Classical cardiac autonomic markers obtained through time- and frequency-domain analyses typically failed to differentiate singular responses among targets, observers and Ctrl participants (no role or interaction effects, Figure 3). During Prepa, vagal markers (RMSSD, HF power) decreased while LF/HF increased (all p < 0.01). During the speech/rest situation vagal markers increased (all p < 0.05), while LF/HF remained elevated (Figure 3).

3.2.2. Complexity in Heart Rate Variability Time Series

Where classical cardiac markers have failed to differentiate targets and/or observers from Ctrl participants, the complexity marker in the time series of HRV showed appealing group-specific profiles during the speech/rest situation. An overall role × situation effect was found (F(4.81, 223.67) = 3.21, p = 0.009). During the three first situations, a common profile for all groups was observed, that fluctuated over the situations. Multiscale entropy in HRV time series increased during CT and decreased during Prepa for all groups indistinctively (Figure 3F).
As a main result, entropy remained low in speech situation in both targets and observers whereas Ctrl participants restored a higher entropy (p < 0.001, Figure 3F). Here, the fact that observers response followed targets response where both differed from Ctrl, is critical for the analysis of physiological resonance between subjects.

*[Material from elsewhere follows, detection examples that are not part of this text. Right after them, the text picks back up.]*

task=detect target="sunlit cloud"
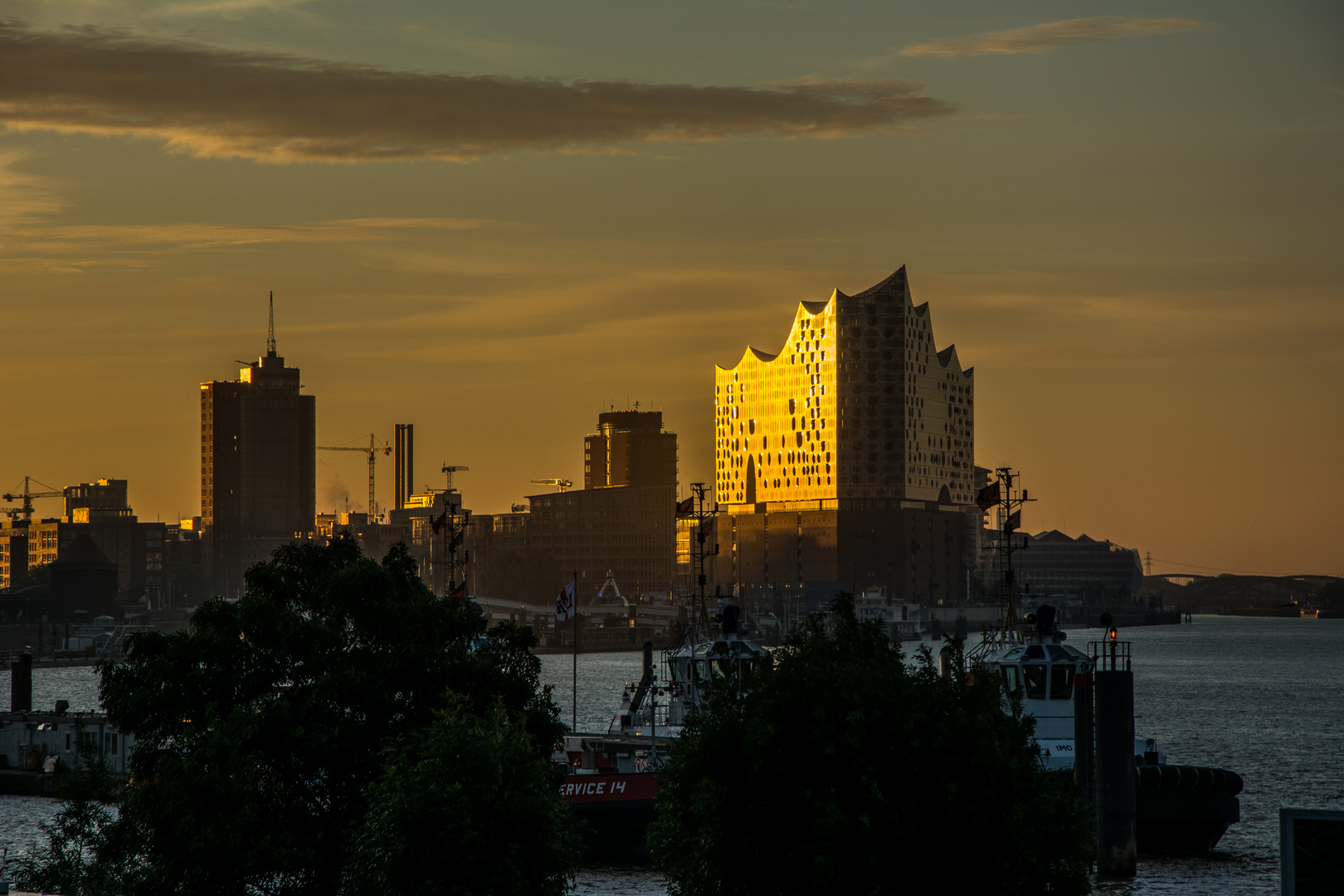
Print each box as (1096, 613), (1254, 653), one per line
(0, 23), (957, 163)
(0, 150), (66, 232)
(900, 16), (1212, 58)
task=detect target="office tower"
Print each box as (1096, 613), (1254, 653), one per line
(392, 423), (416, 510)
(583, 411), (676, 489)
(200, 303), (317, 597)
(713, 267), (980, 606)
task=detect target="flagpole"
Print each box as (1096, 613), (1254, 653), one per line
(574, 572), (579, 733)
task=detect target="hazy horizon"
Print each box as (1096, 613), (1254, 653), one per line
(0, 0), (1344, 575)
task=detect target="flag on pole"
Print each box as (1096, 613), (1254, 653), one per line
(555, 582), (578, 622)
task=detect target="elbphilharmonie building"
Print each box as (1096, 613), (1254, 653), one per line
(713, 267), (980, 603)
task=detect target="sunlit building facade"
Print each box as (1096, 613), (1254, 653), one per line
(713, 267), (975, 509)
(713, 267), (980, 605)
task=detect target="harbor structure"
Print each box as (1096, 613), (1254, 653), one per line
(465, 410), (677, 607)
(0, 478), (167, 611)
(200, 298), (317, 597)
(713, 267), (981, 610)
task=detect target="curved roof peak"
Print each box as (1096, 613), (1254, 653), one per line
(836, 265), (910, 298)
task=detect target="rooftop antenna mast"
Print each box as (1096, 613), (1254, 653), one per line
(266, 290), (275, 358)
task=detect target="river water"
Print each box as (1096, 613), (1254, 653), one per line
(0, 616), (1344, 896)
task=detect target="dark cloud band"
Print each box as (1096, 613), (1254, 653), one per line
(0, 23), (957, 163)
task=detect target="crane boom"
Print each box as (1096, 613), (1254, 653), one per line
(317, 432), (392, 517)
(0, 475), (66, 520)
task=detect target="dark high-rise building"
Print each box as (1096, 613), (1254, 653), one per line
(583, 411), (676, 489)
(394, 423), (416, 510)
(0, 480), (167, 612)
(200, 306), (317, 597)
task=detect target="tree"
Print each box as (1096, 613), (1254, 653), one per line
(22, 538), (563, 896)
(649, 595), (1090, 894)
(0, 757), (124, 896)
(345, 704), (578, 896)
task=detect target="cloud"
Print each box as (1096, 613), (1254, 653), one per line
(0, 23), (957, 163)
(0, 150), (66, 232)
(900, 16), (1212, 58)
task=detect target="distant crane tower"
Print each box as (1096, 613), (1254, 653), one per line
(317, 432), (392, 517)
(440, 460), (472, 494)
(0, 475), (66, 520)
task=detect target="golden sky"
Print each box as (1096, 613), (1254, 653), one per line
(0, 0), (1344, 573)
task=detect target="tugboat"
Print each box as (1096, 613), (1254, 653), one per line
(553, 591), (770, 861)
(967, 467), (1242, 853)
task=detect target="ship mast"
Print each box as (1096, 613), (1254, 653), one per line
(995, 466), (1035, 644)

3.3. Psychophysiological Keys in Observers-Targets Linkage

A multiple linear regression model was carried out for estimating the stress response of the observers between Prepa and speech situations based on multiple predictor variables. This way, the variation in cardiac entropy between Prepa and speech (∆CM observers) was considered as the dependent variable. Predictor variables were the psychological and physiological variables measured in this study to avoid the arbitrary exclusion of a significant contributor. Regarding psychological variables, anxiety, affect and relationship closeness were entered into the model. Regarding physiological variables, based on our main hypothesis and in view of above results (Figure 3), only the complexity indexes were entered in the model.
The highest model significance (F(3, 46) = 11.84, R2 = 0.40, p < 0.0001) was observed with three predictors of the dependent variable (∆CM observers). Indeed, among physiological and psychological markers, complexity indices (∆CM targets between Prepa and speech, ∆CM observers between CT and Prepa), as well as relationship closeness, exhibited significant linkage with ∆CM of observers (Table 2). Hence, a significant amount of variance in the response of observers while they watched their counterparts delivering a speech was explained by their own response in Prepa situation, their measured relationship closeness with the target and, perhaps more importantly, the response of the observers was explained by the response of the targets, which is salient in our understanding of physiological resonance.
No association was found between observers trait empathy and their physiological stress response during the speech situation: no correlation was evidenced between the scores of empathic concern (r = 0.11, p = 0.44), personal distress (r = 0.07, p = 0.61), perspective taking (r = 0.15, p = 0.29) and fantasy (r = 0.23, p = 0.11) and the ΔCM of observers between Prepa and speech situations.

4. Discussion

The aim of the present study was to demonstrate that empathic stress is associated to physiological resonance of heart rate variability complexity between targets and observers. In our conditions, when participants (targets) were directly exposed to the stress of delivering a speech, stress sharing was concurrently evidenced in the observers, in association with a blunted entropy of HRV dynamics. The present work represents the first evidence that impaired complexity in the output cardiac autonomic control is critical in stress resonance phenomenon.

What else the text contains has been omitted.